Harvey Pekar's ClevelandBook |
To the end, a man and his city.
Harvey Pekar was best known for writing and publishing American Splendor, an autobiographical comic book series that chronicled the daily life of an average Joe in Cleveland. The author passed away in 2010, but one of his final works, the recently-released Harvey Pekar's Cleveland, continues that highly personal approach while weaving in an illustrated history of the title city. The extensive prologue focuses on Cleveland's founding and gradual rise to a major industrial hub during World War II. Unfortunately, racial unrest and suburban exodus contribute to its decline, and by the time Pekar is born in 1939, the city has seen better days. From this point on, the narrative alternates between the author's life story, modern-day sequences in which he defends the livability of Cleveland in his familiar confrontational style, and digressions about fellow Clevelanders like John Zubal, who founded a successful bookstore empire.

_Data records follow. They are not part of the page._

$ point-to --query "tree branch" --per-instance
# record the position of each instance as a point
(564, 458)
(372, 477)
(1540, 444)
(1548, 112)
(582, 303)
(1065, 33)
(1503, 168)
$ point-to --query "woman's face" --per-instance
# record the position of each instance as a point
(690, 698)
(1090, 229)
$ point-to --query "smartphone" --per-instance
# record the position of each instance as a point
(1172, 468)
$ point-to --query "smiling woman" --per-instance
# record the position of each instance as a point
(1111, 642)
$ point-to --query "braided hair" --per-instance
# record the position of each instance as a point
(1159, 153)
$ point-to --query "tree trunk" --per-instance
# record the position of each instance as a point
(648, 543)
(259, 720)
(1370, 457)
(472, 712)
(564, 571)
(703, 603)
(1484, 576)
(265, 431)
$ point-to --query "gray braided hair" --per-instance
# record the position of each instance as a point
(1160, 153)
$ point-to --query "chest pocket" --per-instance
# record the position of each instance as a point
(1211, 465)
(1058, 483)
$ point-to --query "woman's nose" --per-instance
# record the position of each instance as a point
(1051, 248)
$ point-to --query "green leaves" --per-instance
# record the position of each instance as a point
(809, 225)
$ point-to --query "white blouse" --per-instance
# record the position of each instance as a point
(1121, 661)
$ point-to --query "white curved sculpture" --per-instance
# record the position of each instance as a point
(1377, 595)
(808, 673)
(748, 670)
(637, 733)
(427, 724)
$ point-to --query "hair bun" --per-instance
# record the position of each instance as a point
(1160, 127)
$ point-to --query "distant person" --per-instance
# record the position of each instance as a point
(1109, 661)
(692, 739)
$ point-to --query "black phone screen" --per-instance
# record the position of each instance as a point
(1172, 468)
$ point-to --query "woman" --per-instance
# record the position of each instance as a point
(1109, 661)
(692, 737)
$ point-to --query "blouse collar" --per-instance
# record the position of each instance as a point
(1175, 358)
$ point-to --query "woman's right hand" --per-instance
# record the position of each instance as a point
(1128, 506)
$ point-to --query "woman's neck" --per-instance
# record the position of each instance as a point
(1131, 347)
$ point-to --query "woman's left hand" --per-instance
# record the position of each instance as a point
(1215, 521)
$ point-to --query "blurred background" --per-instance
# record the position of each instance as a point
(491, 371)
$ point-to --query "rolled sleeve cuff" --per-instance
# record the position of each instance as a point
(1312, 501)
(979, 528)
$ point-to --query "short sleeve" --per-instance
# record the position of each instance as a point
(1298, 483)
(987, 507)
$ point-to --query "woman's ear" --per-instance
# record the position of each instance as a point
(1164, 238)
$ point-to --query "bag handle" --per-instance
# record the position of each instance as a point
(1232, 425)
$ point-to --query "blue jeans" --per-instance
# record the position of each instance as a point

Pekar spent the vast majority of his life in the title city, observing it through good and bad times alike. He writes about its simple pleasures with his usual attention for the peculiar: he recalls a favorite bookshop where the owner's wife was always nasty to customers, and at another point, waxes on about a chocolate malted that only cost a dime. While the events in Pekar's life occasionally take a bleak turn, this only serves to illustrate how he's a true son of Cleveland, for like his hometown he stoically endures despite getting bloodied by forces beyond his control. The artwork by Joseph Remnant matches the script for ambitiousness - reflecting the city's changing fashions, architectural designs, and other details - and with its extensive cross-hatching fittingly resembles R. Crumb, who collaborated with Pekar on his first comics. Overall, Harvey Pekar's Cleveland is both a fitting capstone to his life as well as a passionate tribute to the city that helped shape it.